In the three years that Walley has gotten into kayak fishing, he has become rabid about it.

He is now on the pro staff of Wilderness Systems and Advanced Technology Paddles, which are both part of Confluence Outdoors.

“It is amazing how fast the world of kayak fishing and kayak tournaments is growing,” Walley said. “It’s an infancy sport. People were kayak fishing 10 years ago, but it wasn’t looked upon as a sport.

“Again, I think the cost is what spurred it. With a kayak, you can carry it in the back of a truck or on top of a vehicle. There’s no gas costs, except for the automobile travel to reach where you are going. And it is environmentally friendly, and you’d be surprised how important that is to a lot of people.”
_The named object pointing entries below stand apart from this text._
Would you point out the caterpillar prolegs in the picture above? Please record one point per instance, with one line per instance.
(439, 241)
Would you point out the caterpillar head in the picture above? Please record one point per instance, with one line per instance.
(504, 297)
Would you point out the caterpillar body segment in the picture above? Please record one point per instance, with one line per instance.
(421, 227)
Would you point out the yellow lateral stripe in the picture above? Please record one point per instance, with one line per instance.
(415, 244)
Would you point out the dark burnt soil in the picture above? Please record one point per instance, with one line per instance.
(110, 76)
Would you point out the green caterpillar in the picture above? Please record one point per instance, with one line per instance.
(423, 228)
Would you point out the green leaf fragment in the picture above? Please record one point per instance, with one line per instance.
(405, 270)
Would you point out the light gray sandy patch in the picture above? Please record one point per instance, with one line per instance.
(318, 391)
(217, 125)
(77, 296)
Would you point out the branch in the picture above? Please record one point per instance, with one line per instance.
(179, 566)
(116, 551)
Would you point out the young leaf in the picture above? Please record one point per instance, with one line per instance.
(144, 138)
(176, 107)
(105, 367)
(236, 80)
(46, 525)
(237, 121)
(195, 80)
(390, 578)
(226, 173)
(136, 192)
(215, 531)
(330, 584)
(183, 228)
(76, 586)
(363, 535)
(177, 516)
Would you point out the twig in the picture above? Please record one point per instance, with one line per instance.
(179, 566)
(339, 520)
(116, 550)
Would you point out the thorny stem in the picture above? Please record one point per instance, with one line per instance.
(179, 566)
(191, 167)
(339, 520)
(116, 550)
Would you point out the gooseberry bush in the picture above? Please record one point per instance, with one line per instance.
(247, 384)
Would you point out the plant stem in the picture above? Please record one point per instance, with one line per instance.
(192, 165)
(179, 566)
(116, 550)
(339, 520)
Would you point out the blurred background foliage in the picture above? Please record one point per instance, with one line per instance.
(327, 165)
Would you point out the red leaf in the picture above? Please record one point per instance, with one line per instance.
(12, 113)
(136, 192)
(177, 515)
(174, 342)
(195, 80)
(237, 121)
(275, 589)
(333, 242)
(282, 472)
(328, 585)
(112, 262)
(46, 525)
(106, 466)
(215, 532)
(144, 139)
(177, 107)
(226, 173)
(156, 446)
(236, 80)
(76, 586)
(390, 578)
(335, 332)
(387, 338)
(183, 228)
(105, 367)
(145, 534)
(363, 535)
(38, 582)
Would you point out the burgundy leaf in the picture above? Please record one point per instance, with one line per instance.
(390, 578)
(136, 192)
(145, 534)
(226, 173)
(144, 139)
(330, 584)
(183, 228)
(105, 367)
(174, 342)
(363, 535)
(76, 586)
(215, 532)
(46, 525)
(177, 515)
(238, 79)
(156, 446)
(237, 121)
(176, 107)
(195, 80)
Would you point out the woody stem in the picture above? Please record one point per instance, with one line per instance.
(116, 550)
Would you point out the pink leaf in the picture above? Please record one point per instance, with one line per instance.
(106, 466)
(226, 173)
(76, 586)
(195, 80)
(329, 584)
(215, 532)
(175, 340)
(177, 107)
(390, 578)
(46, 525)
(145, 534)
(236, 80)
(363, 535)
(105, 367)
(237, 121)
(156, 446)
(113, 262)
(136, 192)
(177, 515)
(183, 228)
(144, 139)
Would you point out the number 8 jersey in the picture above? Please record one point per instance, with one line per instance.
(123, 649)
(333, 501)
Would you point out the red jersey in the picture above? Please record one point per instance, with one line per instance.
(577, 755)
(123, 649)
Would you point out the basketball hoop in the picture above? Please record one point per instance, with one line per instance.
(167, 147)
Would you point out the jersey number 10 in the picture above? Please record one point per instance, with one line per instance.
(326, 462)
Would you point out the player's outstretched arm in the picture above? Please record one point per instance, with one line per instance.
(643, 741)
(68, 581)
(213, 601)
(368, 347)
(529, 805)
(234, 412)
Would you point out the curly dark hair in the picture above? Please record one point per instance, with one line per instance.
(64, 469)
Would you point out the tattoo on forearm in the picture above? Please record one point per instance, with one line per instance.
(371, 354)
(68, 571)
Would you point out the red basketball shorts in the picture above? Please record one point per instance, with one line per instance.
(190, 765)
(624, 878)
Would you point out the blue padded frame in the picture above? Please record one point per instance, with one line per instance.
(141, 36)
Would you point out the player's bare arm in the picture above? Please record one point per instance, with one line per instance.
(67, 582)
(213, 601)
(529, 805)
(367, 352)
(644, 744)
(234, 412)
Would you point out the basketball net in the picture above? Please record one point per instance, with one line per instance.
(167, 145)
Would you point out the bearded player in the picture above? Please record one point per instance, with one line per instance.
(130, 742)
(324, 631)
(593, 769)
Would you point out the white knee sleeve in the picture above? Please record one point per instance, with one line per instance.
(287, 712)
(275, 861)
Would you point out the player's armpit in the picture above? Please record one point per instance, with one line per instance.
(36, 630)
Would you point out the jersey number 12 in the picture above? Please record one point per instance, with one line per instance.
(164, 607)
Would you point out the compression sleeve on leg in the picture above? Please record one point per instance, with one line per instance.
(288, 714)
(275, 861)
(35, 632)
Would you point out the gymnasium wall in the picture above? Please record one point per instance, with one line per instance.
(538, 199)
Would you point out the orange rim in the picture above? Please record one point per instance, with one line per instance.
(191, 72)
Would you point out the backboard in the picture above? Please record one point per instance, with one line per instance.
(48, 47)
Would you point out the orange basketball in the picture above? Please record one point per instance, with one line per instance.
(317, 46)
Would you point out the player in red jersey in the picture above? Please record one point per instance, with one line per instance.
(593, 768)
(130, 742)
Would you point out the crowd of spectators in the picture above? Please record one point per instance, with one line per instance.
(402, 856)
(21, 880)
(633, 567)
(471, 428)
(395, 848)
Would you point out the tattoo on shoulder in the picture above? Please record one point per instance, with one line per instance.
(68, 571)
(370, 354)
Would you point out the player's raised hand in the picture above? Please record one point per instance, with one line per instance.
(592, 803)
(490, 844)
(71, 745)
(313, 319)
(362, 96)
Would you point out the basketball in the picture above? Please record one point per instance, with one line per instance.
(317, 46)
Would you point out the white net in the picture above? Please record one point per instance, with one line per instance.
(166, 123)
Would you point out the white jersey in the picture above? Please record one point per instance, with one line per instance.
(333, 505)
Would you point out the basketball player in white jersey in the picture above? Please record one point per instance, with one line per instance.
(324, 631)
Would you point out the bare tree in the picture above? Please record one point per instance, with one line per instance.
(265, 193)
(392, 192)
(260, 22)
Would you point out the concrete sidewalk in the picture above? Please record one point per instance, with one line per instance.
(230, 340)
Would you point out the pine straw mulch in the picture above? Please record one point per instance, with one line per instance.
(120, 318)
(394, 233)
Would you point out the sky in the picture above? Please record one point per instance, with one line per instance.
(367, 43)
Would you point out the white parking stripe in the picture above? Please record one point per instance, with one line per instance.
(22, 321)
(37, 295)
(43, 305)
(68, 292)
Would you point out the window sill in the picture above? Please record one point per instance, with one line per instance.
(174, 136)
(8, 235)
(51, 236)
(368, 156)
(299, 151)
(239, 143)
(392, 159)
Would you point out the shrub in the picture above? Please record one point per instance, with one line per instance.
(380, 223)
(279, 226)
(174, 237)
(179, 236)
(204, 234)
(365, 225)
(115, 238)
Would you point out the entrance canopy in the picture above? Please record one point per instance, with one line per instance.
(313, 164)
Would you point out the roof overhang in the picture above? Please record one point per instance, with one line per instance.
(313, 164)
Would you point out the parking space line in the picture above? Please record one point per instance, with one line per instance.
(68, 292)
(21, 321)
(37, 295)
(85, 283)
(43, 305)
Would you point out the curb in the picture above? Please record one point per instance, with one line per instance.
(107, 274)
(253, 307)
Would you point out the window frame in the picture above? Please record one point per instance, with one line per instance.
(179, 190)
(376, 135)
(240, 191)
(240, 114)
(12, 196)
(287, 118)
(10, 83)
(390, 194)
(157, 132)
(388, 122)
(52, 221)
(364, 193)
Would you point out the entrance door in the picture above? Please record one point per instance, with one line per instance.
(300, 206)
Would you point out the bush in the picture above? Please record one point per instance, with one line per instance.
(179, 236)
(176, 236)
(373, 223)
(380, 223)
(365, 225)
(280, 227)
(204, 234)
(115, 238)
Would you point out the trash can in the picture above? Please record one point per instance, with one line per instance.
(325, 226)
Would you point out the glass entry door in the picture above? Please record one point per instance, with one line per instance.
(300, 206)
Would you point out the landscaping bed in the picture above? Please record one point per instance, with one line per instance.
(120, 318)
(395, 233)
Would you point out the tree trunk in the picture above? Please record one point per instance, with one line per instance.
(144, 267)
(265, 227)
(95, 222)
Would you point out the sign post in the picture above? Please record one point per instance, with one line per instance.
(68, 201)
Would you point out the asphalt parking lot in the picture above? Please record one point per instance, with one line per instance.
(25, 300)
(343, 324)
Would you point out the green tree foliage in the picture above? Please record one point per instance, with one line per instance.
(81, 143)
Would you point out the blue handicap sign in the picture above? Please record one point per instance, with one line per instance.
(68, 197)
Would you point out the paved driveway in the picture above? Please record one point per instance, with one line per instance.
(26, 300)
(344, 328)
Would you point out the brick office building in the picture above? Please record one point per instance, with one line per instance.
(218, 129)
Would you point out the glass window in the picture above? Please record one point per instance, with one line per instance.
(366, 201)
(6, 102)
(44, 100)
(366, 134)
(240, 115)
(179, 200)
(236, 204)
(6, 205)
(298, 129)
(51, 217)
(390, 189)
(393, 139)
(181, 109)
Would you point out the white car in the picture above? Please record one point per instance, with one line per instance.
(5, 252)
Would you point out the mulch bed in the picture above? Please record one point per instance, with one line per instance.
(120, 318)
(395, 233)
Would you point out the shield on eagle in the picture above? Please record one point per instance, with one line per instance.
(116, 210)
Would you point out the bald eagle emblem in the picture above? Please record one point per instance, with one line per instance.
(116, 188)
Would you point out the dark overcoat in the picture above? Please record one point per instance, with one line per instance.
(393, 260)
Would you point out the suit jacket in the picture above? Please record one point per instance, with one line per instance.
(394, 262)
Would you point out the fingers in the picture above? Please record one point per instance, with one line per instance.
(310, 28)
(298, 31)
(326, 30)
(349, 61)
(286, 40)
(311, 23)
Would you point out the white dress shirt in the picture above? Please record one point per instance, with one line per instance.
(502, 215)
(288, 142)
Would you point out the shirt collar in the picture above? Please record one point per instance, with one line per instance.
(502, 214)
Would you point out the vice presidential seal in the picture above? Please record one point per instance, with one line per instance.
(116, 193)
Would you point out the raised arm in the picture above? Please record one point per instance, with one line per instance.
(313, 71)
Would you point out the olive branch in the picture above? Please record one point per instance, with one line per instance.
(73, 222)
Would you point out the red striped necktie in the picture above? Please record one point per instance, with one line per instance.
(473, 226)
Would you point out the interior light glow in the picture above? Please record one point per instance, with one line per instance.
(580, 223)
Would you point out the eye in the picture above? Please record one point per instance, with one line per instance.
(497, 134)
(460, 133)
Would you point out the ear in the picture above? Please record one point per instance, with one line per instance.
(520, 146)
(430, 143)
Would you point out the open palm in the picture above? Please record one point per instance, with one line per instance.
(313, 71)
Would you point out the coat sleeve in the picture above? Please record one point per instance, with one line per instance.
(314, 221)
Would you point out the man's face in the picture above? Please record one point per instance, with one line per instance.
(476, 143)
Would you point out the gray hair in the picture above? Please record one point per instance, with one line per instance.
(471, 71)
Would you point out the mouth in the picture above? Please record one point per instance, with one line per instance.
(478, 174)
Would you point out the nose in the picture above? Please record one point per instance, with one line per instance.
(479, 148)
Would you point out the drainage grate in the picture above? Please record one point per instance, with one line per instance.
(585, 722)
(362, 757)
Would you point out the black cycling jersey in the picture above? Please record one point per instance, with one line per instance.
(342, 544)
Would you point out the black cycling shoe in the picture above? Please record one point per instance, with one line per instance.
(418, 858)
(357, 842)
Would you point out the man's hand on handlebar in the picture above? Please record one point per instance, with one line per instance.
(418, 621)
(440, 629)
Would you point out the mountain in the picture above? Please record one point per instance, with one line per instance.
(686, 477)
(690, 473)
It also appeals across all demographics; something else Walley said is behind its growth.

“When I went to the KBF (Kayak Bass Fishing) Open at Kentucky Lake we had 159 fishermen,” he said. “Some came driving up in old pickups and were wearing suspenders, cutoffs and t-shirts. Some came in big shiny new trucks and with bigger kayaks and pro-fishing shirts.

“Once those kayaks went in the water though, it was an even playing field.”

Kayaking is one of, if not the fastest growing water sports in Mississippi. From Barnett Reservoir to the many creeks and rivers to the Gulf marshes, more and more kayakers are hitting the water and a lot of them are fishing.

Jimmy Ray of Brandon fishes Barnett Reservoir frequently in a 12-foot kayak, including this April during the annual crappie spawn.

“I was getting the limit pretty regular,” Ray said. “There were a lot of days that I was catching fish when none of the big boats around me were getting any bites to speak of. The key is I was not making any noise. I could paddle around the saw grass patches, pad stems and primrose and slide into pockets that they couldn’t.

“This is the only time of the year that I really get to do much crappie fishing, but I do a lot of bass fishing and even catfishing the rest of the year. I get a lot of funny looks from other crappie fishermen, and I get some interesting look from alligators. The gators used to make me nervous, but they just look and go on. Plus, I’m smart enough that I give them a wide berth and don’t do anything that they might misinterpret as a challenge.”

Brad Case of Florence has started a Kayak Tournament Trail of Mississippi, which is promoted through mskayakfishing.com, a growing forum for kayak anglers.

“We average between 15 and 20 boats a tournament now already in the first year, but it’s growing,” Case said. “We’re looking at holding events around the state and then have a year-end championship that will be bigger and attract a lot more boats. I’ve been into kayak fishing for a while about like Dwayne, and I see the growth. I run into more and more kayakers now, and they usually aren’t aware of the Website. Once they hear about it they want to join so they and we can advance the kayak community here in Mississippi.”

Walley, who developed mskayakfishing.com said he expects quick growth, both in the sport and the community.

“Once people learn we have an organized group, then it will really take off,” he said. “One thing I’ve learned about the kayaking community, and the kayak fishermen, it that we, they, heck all of us, we’re very passionate about our sport. I think we’re all interested in introducing new people to kayaking and spreading the passion.

“Now that I’m on those Pro Staffs, it is my job to promote not only those kayaks and paddles but also the sport of kayak fishing. It’s not that tough a sale, either.”

Walley said that he knows two things that will hook a fisherman for life on kayak fishing.

“One, the first time they see a big bass blow up on a surface plug, like a frog and see it from water level, they won’t forget it and they will be hooked,” he said. “Then there’s the redfish sleigh ride.

“That’s what we call it when we hook a big redfish and he starts pulling the kayak around, essentially turning the boat into the drag system for wearing out the fish. You do that one time, and I promise you will be hooked forever. I once had a buddy who hooked up with a big one or two and the fish dragged him 8 miles down the beach. He had to call his wife to come and meet him. But since he was in a kayak, she was able to get his truck and they could get it and go.”